Что там какой-то Колька Локтев по сравнению с мировой революцией! Да ничего, ноль без палочки, муравей-букашка, козявочка. И кому какое дело до того, что он сейчас, отрешенный от жизни, валяется в траве и плачет? Кольнет ли кого его скрытая в себе боль? Вряд ли... Один он, один... А в поле — один не воин! И кому сейчас докажешь, что он не виновен, ни перед кем не виноват. Жил и работал, как многие на этой грешной земле, даже лучше многих. Отдавал все, что за душой, друзьям и товарищам, семье и работе. Но вновь кололо сознание: ведь ты струсил, смалодушничал, скрыл преступный отцовский грех? Такой трудный путь пройти в пустоте дней и вдруг наткнуться на сказочный камень, что посередь дороги, а по нему белым по черному выписано: налево пойдешь — смерть найдешь, направо пойдешь — ее же найдешь и прямо пойдешь — будет то же самое...
Так зачем тогда все? К чему эта ежедневная борьба за какое-то, предназначенное судьбой, место на земле? Зачем тогда — друзья и враги? Зачем — мир и война? И куда б ни ступить, всюду одно и то же... Горько, досадно, трудно...
Кто не верит, не знает, не хочет знать, что звезды в небе светят и днем, тот должен жить в колодце. Оттуда, со дна его, звезды видятся и днем... А Витька? Ах, Витька, ослеп ты, что ли? Как же ты не разглядел звезд? Тебе ли не видеть их? Нет, ты отчетливо созерцал эти звезды и пугался, что то же самое видят многие. Жаль, что не в тебе видят, а в других... Вот что пугало Витьку, вот что толкнуло на подлость!

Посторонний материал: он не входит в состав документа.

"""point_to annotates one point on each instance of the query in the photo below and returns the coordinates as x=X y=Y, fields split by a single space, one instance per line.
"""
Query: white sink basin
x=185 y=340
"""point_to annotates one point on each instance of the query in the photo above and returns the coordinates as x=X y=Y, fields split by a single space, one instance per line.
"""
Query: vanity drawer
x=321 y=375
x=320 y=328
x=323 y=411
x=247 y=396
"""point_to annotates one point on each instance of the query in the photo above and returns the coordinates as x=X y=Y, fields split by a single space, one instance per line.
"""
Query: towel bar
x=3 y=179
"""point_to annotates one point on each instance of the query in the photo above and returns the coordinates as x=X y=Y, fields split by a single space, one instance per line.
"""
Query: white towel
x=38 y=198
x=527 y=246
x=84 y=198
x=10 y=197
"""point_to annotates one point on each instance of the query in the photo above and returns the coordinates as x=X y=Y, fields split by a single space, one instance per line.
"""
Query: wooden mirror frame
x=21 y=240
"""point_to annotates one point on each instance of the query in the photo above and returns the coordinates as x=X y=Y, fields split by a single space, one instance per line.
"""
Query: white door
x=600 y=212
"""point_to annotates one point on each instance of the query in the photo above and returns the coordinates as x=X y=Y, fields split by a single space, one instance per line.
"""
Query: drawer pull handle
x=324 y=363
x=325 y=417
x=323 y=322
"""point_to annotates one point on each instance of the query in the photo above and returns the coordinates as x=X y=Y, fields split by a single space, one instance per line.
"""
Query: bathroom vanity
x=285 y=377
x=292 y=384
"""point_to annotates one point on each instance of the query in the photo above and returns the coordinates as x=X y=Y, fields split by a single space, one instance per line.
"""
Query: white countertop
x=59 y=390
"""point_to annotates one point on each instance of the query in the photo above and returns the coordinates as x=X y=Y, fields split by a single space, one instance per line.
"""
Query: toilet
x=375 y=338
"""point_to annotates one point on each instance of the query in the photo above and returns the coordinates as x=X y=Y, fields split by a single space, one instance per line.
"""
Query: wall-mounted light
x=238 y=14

Застучали по земле, запузырили воду дождинки, все чаще и чаще. Выплакалось небо, но будто назло кому-то возвернулась тучка, оторвавшись от стаи, и поползла в сторону города, проливаясь сплошным дождем. Хлынуло коротко и мгновенно. Николай поднялся с бережка, побежал укрыться к одинокому широченному осокорю. И здесь увидел он, как через хлебное поле, узкой промокшей тропой кто-то торопился сюда. Видать, не он один застигнут врасплох нечаянной грозой, кого-то еще гонит она под ветвистую шапку осокоря. Вглядевшись пристальнее, Николай неожиданно различил в далекой, бегущей сюда женщине Свету. Он застыл в неожиданности. Зачем, зачем она? В эту минуту ему никого не нужно — одиночество легче. Чего ей надо, Светке? Спрятаться не было никакой возможности.

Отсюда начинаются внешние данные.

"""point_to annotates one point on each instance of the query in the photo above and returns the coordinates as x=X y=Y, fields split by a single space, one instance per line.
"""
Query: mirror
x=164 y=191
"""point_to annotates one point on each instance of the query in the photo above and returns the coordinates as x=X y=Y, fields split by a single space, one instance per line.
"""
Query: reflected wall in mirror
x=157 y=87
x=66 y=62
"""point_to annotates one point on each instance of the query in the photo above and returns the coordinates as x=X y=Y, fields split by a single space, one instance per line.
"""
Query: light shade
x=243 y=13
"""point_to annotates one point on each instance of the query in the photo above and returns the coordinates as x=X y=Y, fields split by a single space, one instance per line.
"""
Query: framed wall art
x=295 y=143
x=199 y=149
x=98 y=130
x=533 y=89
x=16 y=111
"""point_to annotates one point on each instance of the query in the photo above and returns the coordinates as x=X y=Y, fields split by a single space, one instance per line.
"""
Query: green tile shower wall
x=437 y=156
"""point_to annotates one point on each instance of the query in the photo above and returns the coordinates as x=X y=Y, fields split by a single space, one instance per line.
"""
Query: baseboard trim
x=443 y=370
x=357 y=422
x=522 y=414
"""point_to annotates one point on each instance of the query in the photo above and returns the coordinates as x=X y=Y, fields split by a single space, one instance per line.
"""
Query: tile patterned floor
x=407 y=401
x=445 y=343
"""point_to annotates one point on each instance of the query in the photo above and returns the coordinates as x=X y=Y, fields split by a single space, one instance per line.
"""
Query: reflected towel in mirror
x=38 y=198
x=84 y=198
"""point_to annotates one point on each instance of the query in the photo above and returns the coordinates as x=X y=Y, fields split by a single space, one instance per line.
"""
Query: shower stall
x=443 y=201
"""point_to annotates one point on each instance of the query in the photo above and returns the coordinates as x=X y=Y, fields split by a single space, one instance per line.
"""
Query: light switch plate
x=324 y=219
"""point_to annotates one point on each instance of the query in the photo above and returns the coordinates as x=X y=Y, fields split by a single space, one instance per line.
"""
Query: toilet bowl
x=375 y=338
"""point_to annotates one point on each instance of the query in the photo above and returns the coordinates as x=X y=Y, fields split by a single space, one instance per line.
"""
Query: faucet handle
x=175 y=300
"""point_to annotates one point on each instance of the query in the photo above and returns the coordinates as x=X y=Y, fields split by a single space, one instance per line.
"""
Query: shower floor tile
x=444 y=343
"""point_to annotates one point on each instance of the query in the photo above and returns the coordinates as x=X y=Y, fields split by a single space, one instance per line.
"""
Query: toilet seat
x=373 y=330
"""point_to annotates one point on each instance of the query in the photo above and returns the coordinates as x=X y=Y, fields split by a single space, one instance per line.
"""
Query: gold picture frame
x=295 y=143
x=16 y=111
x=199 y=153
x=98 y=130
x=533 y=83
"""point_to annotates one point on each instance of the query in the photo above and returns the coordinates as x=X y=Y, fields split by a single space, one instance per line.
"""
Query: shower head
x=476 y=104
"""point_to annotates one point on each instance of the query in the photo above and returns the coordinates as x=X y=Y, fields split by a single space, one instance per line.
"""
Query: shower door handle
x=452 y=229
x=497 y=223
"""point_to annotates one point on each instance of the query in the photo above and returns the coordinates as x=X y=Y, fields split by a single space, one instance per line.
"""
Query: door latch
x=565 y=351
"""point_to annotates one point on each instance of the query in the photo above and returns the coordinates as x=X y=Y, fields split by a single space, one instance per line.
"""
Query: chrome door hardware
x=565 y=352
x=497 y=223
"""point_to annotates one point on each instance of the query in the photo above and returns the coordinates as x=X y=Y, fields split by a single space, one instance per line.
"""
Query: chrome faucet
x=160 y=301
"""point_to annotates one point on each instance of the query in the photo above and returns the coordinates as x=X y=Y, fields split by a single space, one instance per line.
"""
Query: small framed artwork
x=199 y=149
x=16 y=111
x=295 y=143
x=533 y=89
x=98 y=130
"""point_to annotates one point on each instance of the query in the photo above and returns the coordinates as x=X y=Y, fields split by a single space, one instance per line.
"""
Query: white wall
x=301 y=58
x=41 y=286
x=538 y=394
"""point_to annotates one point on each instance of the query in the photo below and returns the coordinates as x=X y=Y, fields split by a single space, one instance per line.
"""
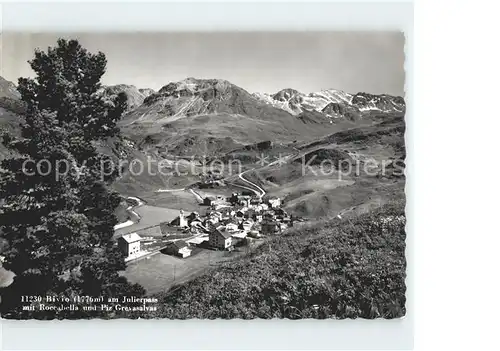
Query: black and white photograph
x=203 y=175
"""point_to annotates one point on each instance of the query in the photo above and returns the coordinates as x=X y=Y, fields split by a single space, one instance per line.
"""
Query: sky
x=371 y=62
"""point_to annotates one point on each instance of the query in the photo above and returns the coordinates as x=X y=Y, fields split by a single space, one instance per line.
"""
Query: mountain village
x=229 y=222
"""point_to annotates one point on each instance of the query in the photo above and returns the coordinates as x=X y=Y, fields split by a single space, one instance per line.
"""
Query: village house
x=220 y=238
x=130 y=244
x=274 y=202
x=181 y=221
x=178 y=248
x=270 y=226
x=246 y=225
x=231 y=227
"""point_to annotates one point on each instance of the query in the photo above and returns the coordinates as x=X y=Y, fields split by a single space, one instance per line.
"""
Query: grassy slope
x=333 y=269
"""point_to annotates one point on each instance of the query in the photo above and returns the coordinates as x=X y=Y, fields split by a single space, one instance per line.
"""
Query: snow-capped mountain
x=333 y=103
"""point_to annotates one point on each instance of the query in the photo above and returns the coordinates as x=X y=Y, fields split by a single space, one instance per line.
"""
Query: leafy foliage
x=340 y=269
x=58 y=214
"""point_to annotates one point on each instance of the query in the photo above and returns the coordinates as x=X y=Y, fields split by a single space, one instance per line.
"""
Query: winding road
x=132 y=214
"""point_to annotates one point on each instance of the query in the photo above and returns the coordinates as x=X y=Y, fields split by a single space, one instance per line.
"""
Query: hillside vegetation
x=333 y=269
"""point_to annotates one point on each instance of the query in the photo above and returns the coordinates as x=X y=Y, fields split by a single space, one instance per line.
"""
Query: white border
x=220 y=334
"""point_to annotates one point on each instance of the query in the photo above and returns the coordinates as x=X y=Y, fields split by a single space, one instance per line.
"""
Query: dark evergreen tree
x=58 y=212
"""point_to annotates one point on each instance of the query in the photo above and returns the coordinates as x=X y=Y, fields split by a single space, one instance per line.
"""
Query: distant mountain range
x=332 y=103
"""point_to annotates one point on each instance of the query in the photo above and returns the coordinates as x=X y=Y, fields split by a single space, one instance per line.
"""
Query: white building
x=130 y=244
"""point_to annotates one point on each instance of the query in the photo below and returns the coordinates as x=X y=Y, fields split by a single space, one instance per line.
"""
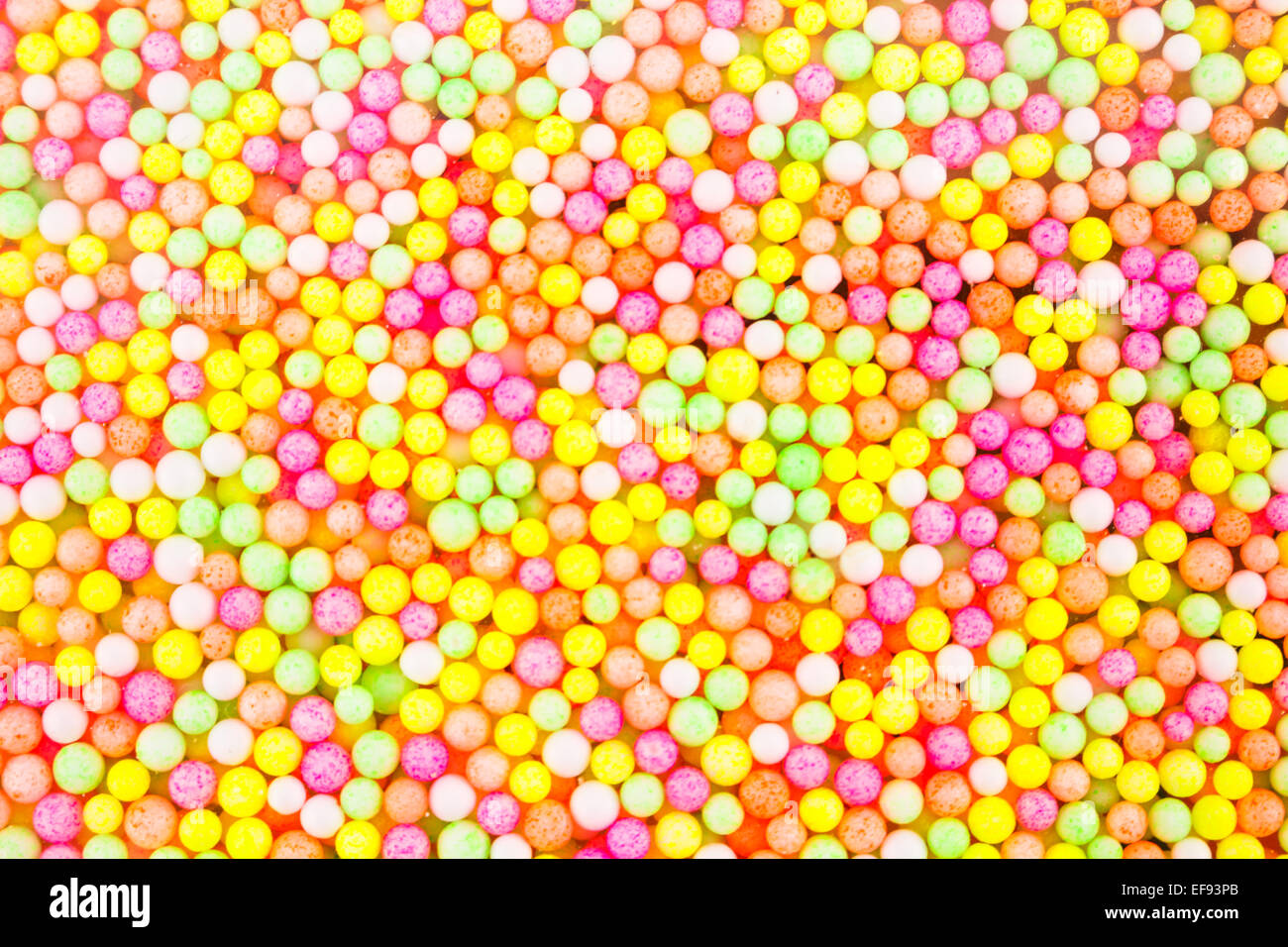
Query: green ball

И она, по всей вероятности, заметила его издали, побежала, прибавив шаг. Бежала к нему. Расстояние и бледные сумерки проглатывали ее черты, но Николай-то точно знал, что это — она.

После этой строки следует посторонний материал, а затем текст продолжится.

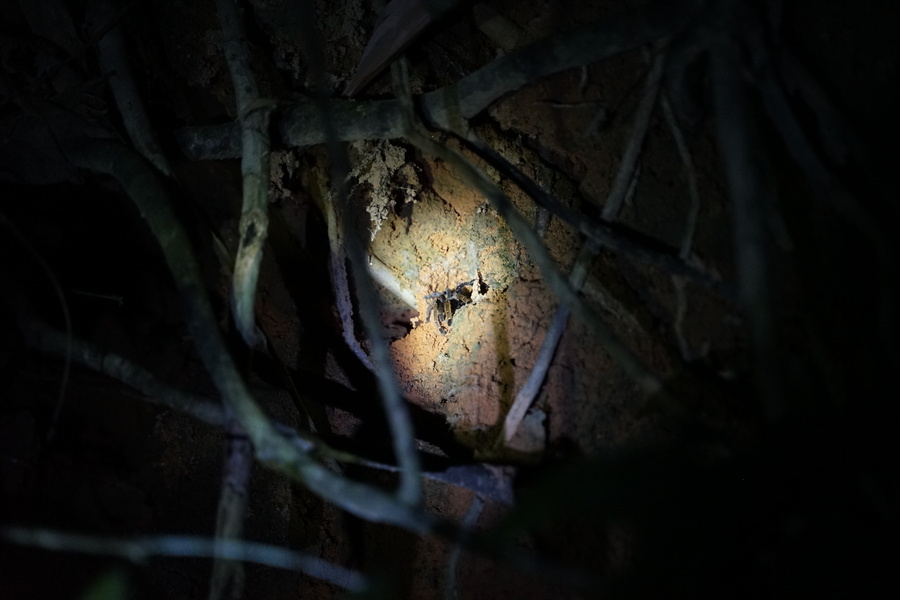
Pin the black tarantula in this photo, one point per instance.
(448, 302)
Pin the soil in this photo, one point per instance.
(465, 310)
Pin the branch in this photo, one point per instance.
(272, 446)
(617, 195)
(521, 229)
(302, 125)
(253, 113)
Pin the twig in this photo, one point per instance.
(625, 176)
(113, 57)
(601, 232)
(396, 413)
(690, 228)
(302, 125)
(227, 579)
(253, 114)
(520, 227)
(751, 199)
(140, 549)
(488, 481)
(272, 446)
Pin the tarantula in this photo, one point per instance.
(446, 303)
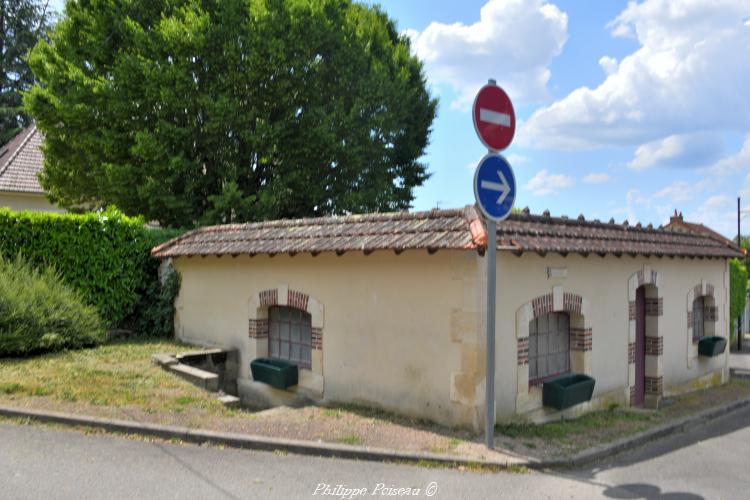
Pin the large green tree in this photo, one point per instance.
(205, 111)
(22, 23)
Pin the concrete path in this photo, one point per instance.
(740, 360)
(38, 462)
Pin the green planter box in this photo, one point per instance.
(276, 372)
(711, 346)
(567, 390)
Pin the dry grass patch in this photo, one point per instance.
(117, 375)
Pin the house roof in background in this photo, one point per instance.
(457, 229)
(20, 160)
(678, 224)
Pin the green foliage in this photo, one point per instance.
(154, 315)
(38, 312)
(737, 288)
(104, 256)
(193, 111)
(22, 24)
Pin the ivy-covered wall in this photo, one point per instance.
(105, 256)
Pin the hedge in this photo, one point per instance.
(737, 290)
(104, 256)
(38, 312)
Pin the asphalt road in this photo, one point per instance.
(39, 462)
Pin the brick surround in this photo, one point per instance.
(523, 351)
(654, 385)
(654, 346)
(317, 339)
(542, 305)
(572, 303)
(631, 353)
(654, 307)
(580, 339)
(258, 329)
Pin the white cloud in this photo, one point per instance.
(733, 163)
(686, 76)
(608, 64)
(678, 192)
(718, 212)
(544, 183)
(686, 150)
(516, 159)
(597, 178)
(513, 41)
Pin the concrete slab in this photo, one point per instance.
(229, 400)
(203, 379)
(163, 359)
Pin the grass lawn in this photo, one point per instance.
(119, 380)
(569, 436)
(115, 375)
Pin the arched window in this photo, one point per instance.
(549, 346)
(704, 316)
(290, 335)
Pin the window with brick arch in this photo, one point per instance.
(290, 335)
(704, 317)
(698, 330)
(549, 346)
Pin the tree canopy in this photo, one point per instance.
(191, 112)
(22, 23)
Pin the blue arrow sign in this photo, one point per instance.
(495, 187)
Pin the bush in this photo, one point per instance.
(104, 256)
(38, 312)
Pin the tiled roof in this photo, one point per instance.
(438, 229)
(20, 160)
(678, 224)
(459, 229)
(542, 233)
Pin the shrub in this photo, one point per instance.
(104, 256)
(38, 312)
(737, 291)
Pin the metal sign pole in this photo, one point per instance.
(489, 430)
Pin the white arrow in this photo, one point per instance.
(494, 117)
(501, 187)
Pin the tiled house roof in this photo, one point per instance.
(20, 160)
(459, 229)
(438, 229)
(678, 224)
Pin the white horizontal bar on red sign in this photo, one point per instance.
(489, 116)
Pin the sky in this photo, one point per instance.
(625, 110)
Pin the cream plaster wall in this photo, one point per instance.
(399, 331)
(406, 332)
(25, 201)
(603, 282)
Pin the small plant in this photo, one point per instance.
(10, 388)
(38, 312)
(184, 400)
(352, 439)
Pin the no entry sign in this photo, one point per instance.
(494, 118)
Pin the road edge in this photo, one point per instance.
(333, 450)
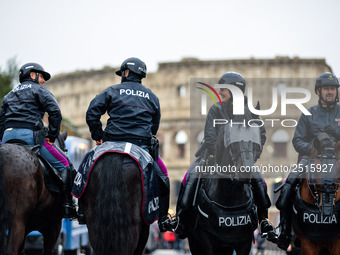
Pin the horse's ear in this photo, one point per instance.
(64, 135)
(316, 144)
(254, 116)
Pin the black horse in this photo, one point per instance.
(226, 213)
(316, 211)
(112, 205)
(26, 203)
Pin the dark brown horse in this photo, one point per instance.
(26, 203)
(226, 213)
(112, 205)
(317, 205)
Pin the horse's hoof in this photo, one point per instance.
(272, 237)
(283, 242)
(81, 219)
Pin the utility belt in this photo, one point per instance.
(39, 135)
(152, 143)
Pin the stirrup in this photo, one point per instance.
(81, 219)
(69, 212)
(283, 242)
(269, 234)
(169, 224)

Побледневшая, с большими кукольно-синими глазищами, заплаканная — на белках глаз ясно проступали кровяные прожилки, — подбежала, обняла его, не проронив ни слова. Потом заглянула в лицо мужа и увидела безразличную ко всему, холодную льдистость во взгляде, испуганно зашептала:
— Опять ты нехороший... Ну разве можно так убиваться? — и с силой затормошила за плечи. — Раскачайся немного, чего нюни-то распускать теперь! — И со строгой решимостью добавила: — Пойдем домой, обдумаем... Пошли, пошли, шевелись немного...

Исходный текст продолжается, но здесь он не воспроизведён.